Maybe I need an example.
The first page of the book is Mike Doughty talking Thin Lizzy. Doughty’s cover of Country Roads is one of my favorites running through the Music Choice channels right now, and he’s a regular collaborator with Roseanne Cash, whose site Lori helps manage. Thin Lizzy couldn’t have intrigued a kid me more when the oldies station played The Boys Are Back in Town and I tried fruitlessly to discern the plot amid the riffs, and grown me still occasionally tells friends a revelation by teen me — that the band had one of the best VH1 Behind the Musics ever (tied, obviously, with AC/DC). It came to mind how I think drive differently when I hear either song, The Boys Are Back in Town or Country Roads. Heightened senses, somehow. You don’t have to believe me. You have your own song influence effects.

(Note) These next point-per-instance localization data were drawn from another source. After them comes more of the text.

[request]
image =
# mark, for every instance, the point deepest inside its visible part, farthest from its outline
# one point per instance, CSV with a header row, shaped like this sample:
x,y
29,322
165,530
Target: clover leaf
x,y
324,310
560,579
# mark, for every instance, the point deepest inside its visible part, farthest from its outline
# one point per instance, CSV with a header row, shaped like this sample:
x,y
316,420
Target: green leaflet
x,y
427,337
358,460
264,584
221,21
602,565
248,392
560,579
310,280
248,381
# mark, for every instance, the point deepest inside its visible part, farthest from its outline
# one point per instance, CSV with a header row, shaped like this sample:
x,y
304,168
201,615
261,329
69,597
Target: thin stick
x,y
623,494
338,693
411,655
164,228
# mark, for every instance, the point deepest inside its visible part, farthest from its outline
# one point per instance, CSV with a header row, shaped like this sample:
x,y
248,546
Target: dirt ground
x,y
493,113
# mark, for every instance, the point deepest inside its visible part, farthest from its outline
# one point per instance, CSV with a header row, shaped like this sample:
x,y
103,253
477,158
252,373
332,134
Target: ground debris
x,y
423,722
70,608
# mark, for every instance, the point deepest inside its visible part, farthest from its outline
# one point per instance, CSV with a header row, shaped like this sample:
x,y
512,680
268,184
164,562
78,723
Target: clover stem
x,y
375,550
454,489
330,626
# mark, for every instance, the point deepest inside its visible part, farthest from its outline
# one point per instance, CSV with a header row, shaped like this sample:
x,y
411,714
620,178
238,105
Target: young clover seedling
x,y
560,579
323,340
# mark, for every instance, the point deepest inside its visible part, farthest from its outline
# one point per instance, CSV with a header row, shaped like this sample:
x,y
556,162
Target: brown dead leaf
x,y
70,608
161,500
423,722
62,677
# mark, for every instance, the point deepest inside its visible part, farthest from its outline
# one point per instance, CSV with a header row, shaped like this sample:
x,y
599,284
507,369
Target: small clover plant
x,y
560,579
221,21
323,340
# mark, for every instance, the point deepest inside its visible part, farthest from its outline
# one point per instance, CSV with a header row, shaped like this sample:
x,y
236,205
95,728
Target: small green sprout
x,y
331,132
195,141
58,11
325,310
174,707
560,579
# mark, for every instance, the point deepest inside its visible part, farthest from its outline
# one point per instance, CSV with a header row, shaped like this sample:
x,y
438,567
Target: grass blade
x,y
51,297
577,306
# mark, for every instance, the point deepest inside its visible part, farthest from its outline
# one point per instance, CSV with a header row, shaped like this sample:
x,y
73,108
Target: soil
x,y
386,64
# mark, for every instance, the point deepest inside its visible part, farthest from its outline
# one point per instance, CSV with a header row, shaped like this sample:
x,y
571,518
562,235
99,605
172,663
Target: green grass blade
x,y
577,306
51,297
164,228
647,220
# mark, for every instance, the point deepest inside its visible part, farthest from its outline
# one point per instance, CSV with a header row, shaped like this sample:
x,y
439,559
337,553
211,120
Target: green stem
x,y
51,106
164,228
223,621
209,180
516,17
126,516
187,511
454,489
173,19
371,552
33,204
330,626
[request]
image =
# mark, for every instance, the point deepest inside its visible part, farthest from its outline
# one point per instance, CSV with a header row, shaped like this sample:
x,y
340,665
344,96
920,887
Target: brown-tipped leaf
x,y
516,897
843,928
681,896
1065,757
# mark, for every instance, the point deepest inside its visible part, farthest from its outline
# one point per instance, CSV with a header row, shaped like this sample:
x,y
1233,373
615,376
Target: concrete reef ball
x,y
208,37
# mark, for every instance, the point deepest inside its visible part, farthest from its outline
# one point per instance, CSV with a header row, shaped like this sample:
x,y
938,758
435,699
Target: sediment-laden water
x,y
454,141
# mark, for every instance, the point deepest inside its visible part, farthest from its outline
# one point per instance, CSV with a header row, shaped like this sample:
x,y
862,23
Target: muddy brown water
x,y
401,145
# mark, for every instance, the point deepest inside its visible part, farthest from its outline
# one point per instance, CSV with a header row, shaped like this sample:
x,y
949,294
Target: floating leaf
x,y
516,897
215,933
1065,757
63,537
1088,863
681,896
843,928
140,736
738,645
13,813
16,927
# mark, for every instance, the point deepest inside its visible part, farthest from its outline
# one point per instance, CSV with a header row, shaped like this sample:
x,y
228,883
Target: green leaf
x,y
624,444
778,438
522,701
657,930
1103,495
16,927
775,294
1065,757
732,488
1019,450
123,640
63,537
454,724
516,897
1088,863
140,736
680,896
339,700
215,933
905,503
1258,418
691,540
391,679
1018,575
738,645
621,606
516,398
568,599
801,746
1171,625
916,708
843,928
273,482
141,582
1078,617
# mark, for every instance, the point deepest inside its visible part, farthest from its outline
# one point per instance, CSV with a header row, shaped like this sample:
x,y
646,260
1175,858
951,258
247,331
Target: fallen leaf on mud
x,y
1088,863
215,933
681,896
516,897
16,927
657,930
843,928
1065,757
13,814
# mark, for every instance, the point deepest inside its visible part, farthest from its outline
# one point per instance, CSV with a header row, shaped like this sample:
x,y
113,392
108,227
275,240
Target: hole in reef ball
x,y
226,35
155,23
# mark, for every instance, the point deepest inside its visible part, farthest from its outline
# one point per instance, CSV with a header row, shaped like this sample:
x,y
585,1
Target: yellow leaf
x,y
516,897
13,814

As one travels through the book, the connections continue: between the artists and their influences, between you and the artists, between you and the influences. There’s Brett Dennen recommending Van Morrison. There’s Tom Freund recommending Brett Dennen. In Randy’s write-up of Freund, there’s Graham Parker recommending him alongside Lucinda Williams, and couple dozen pages earlier, there’s Tim Easton recommending the amazing Ms. Williams, whom your friends years ago recommended to you. Williams, Randy notes, has done backing vocals for Easton, as has Tift Merritt, whose name for some unexplained synaptic reason you used to conflate with the name of your girlfriend’s ex-boyfriend’s ex-girlfriend, whom you never met.

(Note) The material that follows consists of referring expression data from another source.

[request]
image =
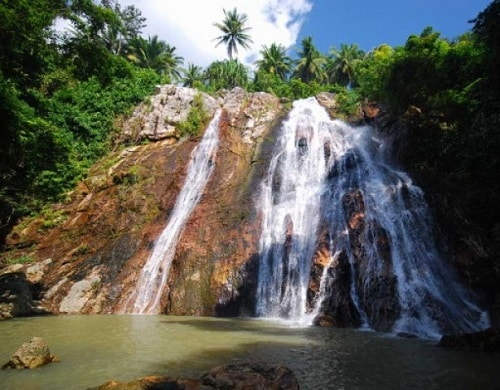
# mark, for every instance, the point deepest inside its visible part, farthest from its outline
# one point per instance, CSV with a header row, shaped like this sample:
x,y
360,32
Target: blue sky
x,y
188,24
370,23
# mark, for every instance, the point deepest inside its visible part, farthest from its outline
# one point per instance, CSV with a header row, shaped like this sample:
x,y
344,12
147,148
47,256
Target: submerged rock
x,y
16,299
33,354
232,376
485,341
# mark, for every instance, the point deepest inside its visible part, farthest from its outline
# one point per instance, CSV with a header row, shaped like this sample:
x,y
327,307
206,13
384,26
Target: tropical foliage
x,y
60,93
310,65
234,32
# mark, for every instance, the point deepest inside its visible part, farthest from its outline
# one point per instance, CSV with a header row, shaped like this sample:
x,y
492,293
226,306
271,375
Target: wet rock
x,y
16,299
33,354
80,293
324,321
327,100
250,376
152,383
485,341
232,376
376,288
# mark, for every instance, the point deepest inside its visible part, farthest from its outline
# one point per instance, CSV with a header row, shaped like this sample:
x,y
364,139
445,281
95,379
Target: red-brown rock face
x,y
101,237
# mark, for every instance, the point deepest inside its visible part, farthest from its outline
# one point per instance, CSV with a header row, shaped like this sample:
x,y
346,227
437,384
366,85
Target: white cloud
x,y
188,25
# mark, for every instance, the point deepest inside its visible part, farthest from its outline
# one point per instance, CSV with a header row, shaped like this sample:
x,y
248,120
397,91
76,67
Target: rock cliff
x,y
101,236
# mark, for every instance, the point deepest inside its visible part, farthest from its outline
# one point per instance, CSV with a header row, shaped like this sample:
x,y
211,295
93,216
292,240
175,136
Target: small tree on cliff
x,y
233,32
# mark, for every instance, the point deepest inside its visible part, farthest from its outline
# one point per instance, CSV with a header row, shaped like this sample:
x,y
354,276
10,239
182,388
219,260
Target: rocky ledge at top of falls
x,y
100,237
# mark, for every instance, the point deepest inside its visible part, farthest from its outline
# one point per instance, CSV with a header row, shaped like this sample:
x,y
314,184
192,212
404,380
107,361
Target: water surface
x,y
95,349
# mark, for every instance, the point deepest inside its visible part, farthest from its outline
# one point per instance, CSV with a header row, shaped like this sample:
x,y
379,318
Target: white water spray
x,y
318,163
154,275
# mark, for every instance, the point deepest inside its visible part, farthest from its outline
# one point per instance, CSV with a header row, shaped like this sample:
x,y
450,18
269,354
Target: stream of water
x,y
328,175
154,274
96,349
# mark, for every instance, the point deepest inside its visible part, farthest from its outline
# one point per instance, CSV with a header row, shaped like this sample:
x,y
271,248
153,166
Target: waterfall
x,y
154,275
348,236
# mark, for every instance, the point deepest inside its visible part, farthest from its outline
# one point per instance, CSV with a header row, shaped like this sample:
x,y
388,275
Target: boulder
x,y
232,376
159,117
250,376
31,355
16,299
485,341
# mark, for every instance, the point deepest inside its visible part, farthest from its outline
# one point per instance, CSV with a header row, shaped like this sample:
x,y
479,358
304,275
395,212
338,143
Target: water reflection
x,y
94,349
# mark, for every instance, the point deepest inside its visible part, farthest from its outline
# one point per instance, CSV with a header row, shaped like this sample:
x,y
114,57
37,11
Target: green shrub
x,y
196,120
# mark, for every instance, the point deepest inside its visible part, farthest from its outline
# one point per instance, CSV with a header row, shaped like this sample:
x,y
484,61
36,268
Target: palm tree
x,y
192,75
226,74
341,65
310,66
155,54
233,32
274,61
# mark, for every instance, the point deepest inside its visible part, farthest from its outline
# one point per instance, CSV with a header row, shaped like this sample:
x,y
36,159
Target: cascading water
x,y
330,187
154,275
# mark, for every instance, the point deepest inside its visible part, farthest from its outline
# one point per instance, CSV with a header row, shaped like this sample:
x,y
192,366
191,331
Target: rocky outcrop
x,y
376,289
158,118
214,269
100,237
485,341
16,298
233,376
32,354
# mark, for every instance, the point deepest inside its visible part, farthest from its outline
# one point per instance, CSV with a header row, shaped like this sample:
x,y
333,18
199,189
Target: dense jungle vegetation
x,y
62,94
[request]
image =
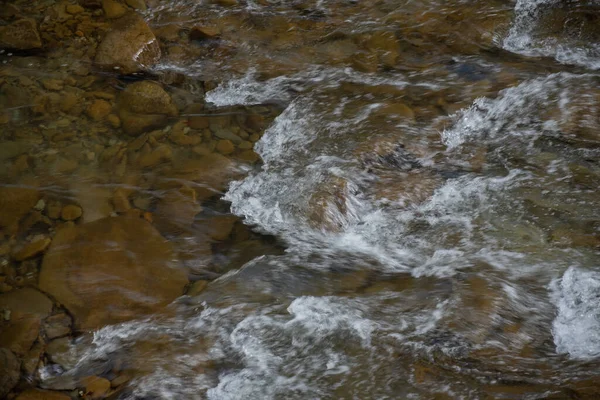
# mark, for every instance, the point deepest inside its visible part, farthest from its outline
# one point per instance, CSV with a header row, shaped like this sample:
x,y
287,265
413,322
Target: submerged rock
x,y
15,202
110,270
26,308
143,106
21,35
9,371
129,45
36,394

Some of the influences are new; some are old. (I admit I paged ahead to an Otis Redding tribute.) Some of the artists giving the recommendations you’ll know. Many, unless you spend all day on Pitchfork and Pop Matters, are going to be new to you. So, after I finish this first read, I’m planning a second trip through. This time around I’m not looking up the music when it’s described. I’m just imagining the sounds and the influencing at work. The next time, I’m going to sit next to Spotify, YouTube and pals as I go.
In the book, Randy has compiled more than 100 rec pairings, with great illustrations by Nicholas Nocera. All profits from the book benefit a mix of causes: Hurricane Sandy victims, food banks, and the Sweet Relief Fund, which helps artists in difficult times. Go buy the book already and enjoy.